So my problem is that I have sales data from, say for the sake of clarity, 3 different products. I will be selling 10 of these a week and I want to visualize them in a cumulative sum. I have been using the following little snippet to get the cumulative sum of the revenue.
SUM(revenue) OVER (PARTITION BY purchase_date, product ORDER BY day) AS cumulative_revenue
However, this is not sufficient since I have the product
in the window function. It works only as long as I have sales data on every single day of the week for each product. If I sell product_1 four pieces a week, the result from the query will show cumulative revenue only from those days. So this means that if I have all sales of that product on Monday to Wednesday, the rest of the week won’t have them listed in the output. This causes problems if I try to visualize the data by stacking the results as the rest of the week will have lower cumulative revenue that the beginning of the week.
So what I want is to get it to show 0 on revenue for all products on all days of the week. I can of course do this with some cross join magic, but it is sloooow since I have quite a lot of rows, so is there a way to do it with a window function?

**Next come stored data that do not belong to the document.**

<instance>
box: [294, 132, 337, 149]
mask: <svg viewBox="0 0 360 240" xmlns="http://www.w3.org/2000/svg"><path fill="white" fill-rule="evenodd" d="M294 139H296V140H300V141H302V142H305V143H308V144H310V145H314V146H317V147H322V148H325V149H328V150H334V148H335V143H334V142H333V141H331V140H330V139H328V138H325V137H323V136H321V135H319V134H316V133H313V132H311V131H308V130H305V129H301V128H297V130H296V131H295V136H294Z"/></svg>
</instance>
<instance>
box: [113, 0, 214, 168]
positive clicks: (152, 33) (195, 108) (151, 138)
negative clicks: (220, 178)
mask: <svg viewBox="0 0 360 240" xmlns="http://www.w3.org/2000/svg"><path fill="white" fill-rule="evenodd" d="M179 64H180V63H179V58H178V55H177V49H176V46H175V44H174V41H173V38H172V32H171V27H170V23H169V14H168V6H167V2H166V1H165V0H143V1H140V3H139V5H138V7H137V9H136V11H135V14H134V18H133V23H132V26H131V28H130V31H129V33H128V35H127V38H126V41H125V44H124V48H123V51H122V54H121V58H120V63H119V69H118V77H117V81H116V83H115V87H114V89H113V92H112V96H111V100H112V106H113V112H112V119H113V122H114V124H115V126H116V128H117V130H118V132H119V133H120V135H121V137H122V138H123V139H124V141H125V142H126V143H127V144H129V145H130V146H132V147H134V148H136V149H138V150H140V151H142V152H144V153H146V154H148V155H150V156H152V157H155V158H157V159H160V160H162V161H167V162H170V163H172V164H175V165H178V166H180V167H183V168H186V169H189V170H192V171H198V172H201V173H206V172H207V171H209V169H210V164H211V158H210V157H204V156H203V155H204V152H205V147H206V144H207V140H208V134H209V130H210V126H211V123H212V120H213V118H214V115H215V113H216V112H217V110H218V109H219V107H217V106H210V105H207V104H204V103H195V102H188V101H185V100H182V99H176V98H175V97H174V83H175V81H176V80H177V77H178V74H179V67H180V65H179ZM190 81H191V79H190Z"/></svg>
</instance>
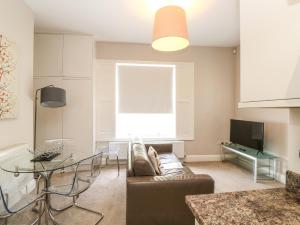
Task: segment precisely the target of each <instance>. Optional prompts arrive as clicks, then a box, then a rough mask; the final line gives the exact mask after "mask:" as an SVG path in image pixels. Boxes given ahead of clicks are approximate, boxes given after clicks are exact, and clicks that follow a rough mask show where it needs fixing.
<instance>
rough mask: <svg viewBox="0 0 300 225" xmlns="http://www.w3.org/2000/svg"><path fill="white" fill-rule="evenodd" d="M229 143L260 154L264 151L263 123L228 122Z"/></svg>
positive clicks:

My data looks a bit like this
12/12/2020 | pr_1 | a | 100.0
12/12/2020 | pr_2 | b | 200.0
13/12/2020 | pr_1 | d | 100.0
14/12/2020 | pr_1 | t | 100.0
You can generate a row for all product/date combinations by using a cross join
and then a left join
. I suspect you want something like this:
select p.product, d.purchase_date,
sum(t.revenue) as revenue_on_date,
sum(sum(t.revenue)) over (partition by product order by d.purchase_date) as cumulative_revenue
from (select distinct product from t) p cross join
(select distinct purchase_date from t) d left join
on p.product = t.product and
d.purchase_date = t.purchase_date
group by p.product, p.purchase_date;
Note: This assumes that there is at least one purchase on each day. Otherwise, you might need another source for all dates in the range you care about.